3. Reduction of fees and simplification of the forms of procedure. In neither of these particulars does Mr. Mackinnon's bill propose to effect any adequate improvement;

4. A competent examination of the specification, as well for the public interest (on the expiry of the term) as for the inventor's security, during its continuance ;

5. Competency of the juries who are to try cases of disputed right and of infringement, often involving difficult scientific questions;

6. An official vendible publication of patent specifications, with adequate guarantees for its accuracy; as well as to diminish the expenses of legal proceeding as to provide for the due knowledge of all inventions patented;

7. Appropriation of any surplus which may fairly occur, from the (reduced) fees paid for patents, not to the Consolidated Fund, but to the reward of those inventors and public benefactors, who may fail of being otherwise remunerated.*

For, improve our laws of copyright and patents as we may, many inventors to whom the public become deeply indebted will fail of being adequately rewarded, merely by the protection of their property.

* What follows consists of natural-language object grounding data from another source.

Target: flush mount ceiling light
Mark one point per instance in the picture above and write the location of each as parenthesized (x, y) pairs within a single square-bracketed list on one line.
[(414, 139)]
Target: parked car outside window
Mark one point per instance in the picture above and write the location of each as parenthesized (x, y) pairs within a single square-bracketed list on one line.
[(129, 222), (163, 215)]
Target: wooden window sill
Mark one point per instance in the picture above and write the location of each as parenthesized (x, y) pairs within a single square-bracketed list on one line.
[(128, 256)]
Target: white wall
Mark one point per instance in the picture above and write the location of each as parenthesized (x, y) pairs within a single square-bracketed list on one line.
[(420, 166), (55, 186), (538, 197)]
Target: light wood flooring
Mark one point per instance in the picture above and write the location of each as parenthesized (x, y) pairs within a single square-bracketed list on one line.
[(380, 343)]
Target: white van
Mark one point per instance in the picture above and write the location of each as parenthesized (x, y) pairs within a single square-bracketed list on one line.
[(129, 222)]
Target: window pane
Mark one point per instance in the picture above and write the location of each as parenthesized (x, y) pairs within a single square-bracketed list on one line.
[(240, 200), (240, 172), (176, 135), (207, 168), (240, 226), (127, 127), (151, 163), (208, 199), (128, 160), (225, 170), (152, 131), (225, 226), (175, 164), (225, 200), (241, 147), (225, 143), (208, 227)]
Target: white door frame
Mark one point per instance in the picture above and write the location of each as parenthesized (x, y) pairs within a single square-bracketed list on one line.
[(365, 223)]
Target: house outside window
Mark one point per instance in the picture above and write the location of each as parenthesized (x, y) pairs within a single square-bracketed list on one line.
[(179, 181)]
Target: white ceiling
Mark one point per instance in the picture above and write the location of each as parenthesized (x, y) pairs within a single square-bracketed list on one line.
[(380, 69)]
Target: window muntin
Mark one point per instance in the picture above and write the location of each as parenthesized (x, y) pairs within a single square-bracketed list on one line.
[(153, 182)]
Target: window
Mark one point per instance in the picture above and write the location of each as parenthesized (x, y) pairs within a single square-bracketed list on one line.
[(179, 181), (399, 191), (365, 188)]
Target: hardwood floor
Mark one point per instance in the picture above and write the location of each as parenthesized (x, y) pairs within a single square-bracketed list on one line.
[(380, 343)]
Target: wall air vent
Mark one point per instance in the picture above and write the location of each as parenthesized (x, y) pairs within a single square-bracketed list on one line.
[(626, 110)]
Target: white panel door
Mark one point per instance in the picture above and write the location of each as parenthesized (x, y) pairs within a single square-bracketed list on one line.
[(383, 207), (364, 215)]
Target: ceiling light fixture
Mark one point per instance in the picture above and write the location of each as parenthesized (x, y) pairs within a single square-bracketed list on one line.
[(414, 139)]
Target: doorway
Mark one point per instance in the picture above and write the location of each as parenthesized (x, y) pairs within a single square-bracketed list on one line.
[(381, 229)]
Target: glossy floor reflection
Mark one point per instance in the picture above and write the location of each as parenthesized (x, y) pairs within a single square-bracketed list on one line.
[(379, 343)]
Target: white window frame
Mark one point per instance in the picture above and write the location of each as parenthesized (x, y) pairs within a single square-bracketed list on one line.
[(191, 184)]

It is true that British inventors are not now (so often) actively persecuted as they were two or three generations back, and even later; but they are still exposed to severer trials

• If any of these propositions appear to require proof or explanation, it will perhaps be found in the note upon letters patent in the Appendix. To go into more minute detail here would occupy too much space, and the subject has already taken up more than I had intended to allot to it.